You know. Realistic stuff like that.
I think I will be able to release version 0.5 in the next couple of weeks.
I am still working on the new feature, which will enable you to generate additional detail objects along curve objects.
I had a hard time figuring out a specific calculation method, that actually wasn’t even necessary in the end, so there went one or two weeks of depressing work.
Pitch for Ramps
As you can see on the GIF I am including a pitch for ramps, which will make sense in some situations, where you want the detail object to actually follow the ramp completely. It won’t produce perfect alignments for every setup though.
Also at the moment the Origin of a detail object is its bounding box center point. Later I might include a way to use actual Origin brushes.
Creating Detail Objects
Detail objects are being created in the same MAP-file as the curve source objects. In order for Map2Curve to know which brush belongs to a detail object group, it has to be given a new Key and Value.
Currently it is done like this:
Key: m2c_dgroup Value: CustomGroupName
A detail object, or rather a detail object group, can consist of multiple different entities. Each one needs the same group name ofc.
What about Point Entities?
I am on it.
Entity angles and numeration
I am aiming at automatically generating rotations for point and solid entities, that use the “angles”-key (NPCs, weapons, light_spot, func_door_rotating, etc.).
Also I want add a function to number entities consecutively (button01,button02,…). For this the tool will look for keys like “target” and “targetname”. This makes generation of functional setups – that depend on individual targetnames – a lot easier.
Futile, is the word that could describe my effort participating in the ragemap 2019 event initiated by Sven Coop Forum’s mod Hezus.
The time target for the main part of that map was 3 hours. I ended up working on it a few hours on saturday and the entire sunday (the day of the deadline).
What did I do wrong?
While I know my way around Hammer and graphics, I barely know how to create multiplayer maps. I especially lack knowledge of Sven Coops gameplay and entities, which wasn’t really a problem so much, because neither did I own SC, nor were I motivated to download it for the mapping event.
So I just sticked with the standard Half-Life entities and put together a simple scene, where the team needs to split up and the main group has to protect the lone wolf, while he again controls a crane, enabling the team to escape. Finally the lone wolf can longjump down from the crane and catch up with the main group, in theory.
How well does this work in multiplayer? I don’t know. I should have started to work on this a week ago, then – maybe – I could have had the chance to test it along with some friends.
How did I create the map?
On the first day I created the crane textures and already mapped half of the the crane itself in Hammer. The crane textures were done in Photoshop CS3. I used reference images from google, mostly of Liebherr building lot cranes.
I took the rest of the textures from my existing project files of Nohra’s Concealment (maybe you already figured that out).
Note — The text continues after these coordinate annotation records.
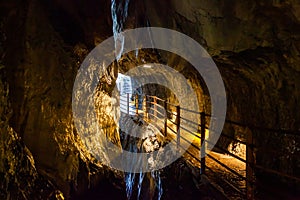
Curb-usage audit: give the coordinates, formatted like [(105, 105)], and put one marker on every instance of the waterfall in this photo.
[(119, 12)]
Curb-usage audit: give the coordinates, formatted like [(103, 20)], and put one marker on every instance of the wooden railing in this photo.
[(151, 109)]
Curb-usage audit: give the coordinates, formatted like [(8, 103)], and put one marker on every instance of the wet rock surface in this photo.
[(255, 45)]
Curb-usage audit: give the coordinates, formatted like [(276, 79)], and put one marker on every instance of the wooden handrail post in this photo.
[(128, 103), (203, 143), (166, 117), (178, 125), (249, 166), (137, 104)]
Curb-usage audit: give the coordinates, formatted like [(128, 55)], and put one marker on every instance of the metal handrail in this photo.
[(249, 161)]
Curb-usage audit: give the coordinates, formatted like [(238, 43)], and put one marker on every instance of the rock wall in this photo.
[(255, 44)]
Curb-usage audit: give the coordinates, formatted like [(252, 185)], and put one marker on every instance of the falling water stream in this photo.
[(138, 185)]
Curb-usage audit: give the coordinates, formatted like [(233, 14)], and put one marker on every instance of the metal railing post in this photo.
[(249, 166), (166, 117), (203, 143), (178, 125), (154, 108)]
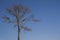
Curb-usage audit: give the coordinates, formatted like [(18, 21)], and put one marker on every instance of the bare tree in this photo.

I used Map2Curve for the curved bridge and almost completely for the terrain. Here and there I had to fix something by hand of course, but the tool really saved a lot of time.
Mostly I was working in Hammer. I switched to JACK for creating the paths, which Map2Curve need to generate terrain.
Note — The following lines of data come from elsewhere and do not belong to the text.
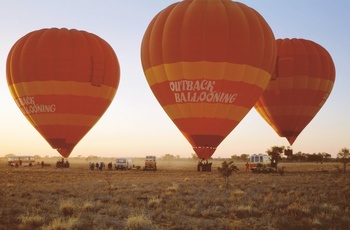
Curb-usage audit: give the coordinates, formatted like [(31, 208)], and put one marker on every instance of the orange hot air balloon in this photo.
[(301, 83), (63, 81), (207, 63)]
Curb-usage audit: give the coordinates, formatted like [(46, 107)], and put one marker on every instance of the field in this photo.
[(306, 196)]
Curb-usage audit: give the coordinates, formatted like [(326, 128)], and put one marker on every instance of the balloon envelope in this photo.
[(207, 63), (63, 81), (302, 81)]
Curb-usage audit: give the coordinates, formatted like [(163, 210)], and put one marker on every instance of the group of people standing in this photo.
[(100, 166)]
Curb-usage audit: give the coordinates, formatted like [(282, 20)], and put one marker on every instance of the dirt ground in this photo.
[(176, 196)]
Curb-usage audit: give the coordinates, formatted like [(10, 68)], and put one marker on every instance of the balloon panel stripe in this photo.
[(195, 110), (64, 120), (207, 70), (63, 88)]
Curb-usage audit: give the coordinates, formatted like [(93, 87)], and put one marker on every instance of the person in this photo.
[(247, 166), (199, 166)]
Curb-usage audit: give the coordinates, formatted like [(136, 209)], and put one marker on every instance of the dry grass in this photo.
[(307, 196)]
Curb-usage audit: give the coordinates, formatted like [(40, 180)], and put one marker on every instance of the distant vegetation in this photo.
[(174, 197)]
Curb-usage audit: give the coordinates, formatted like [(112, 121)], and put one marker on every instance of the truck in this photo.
[(150, 163), (261, 163), (123, 163)]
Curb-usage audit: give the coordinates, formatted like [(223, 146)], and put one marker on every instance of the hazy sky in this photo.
[(135, 124)]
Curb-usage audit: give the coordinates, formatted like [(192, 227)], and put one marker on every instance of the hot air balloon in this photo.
[(63, 81), (207, 63), (300, 85)]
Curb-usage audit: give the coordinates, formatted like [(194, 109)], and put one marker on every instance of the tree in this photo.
[(344, 157), (275, 153)]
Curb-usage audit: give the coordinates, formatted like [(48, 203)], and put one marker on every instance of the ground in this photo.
[(176, 196)]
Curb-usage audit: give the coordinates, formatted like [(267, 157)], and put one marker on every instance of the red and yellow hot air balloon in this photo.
[(207, 63), (301, 83), (63, 81)]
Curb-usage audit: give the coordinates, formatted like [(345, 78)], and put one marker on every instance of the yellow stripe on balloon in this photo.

Starting 2 days before a deadline might be a great way for keeping up the motivation, however it should be left to the experts.
Knowing the requirements of multiplayer maps also comes in handy, logically.
a little preview on the next feature for version 0.5 of Map2Curve:
Detail objects can be anything that is not meant to be turned into a curve, but is still supposed to be aligned along a curve object.
This will include point entities, too, as well as entire solid brush objects, for example lights, cross beams, ropes, etc. Anything you might want to “decorate” your curve object with.
Of course there will be certain limitations again, but this is at least meant to be a huge relief for certain mapping tasks. Primarily it eliminates the need for manually doing it by using “Paste Special” in an Editor.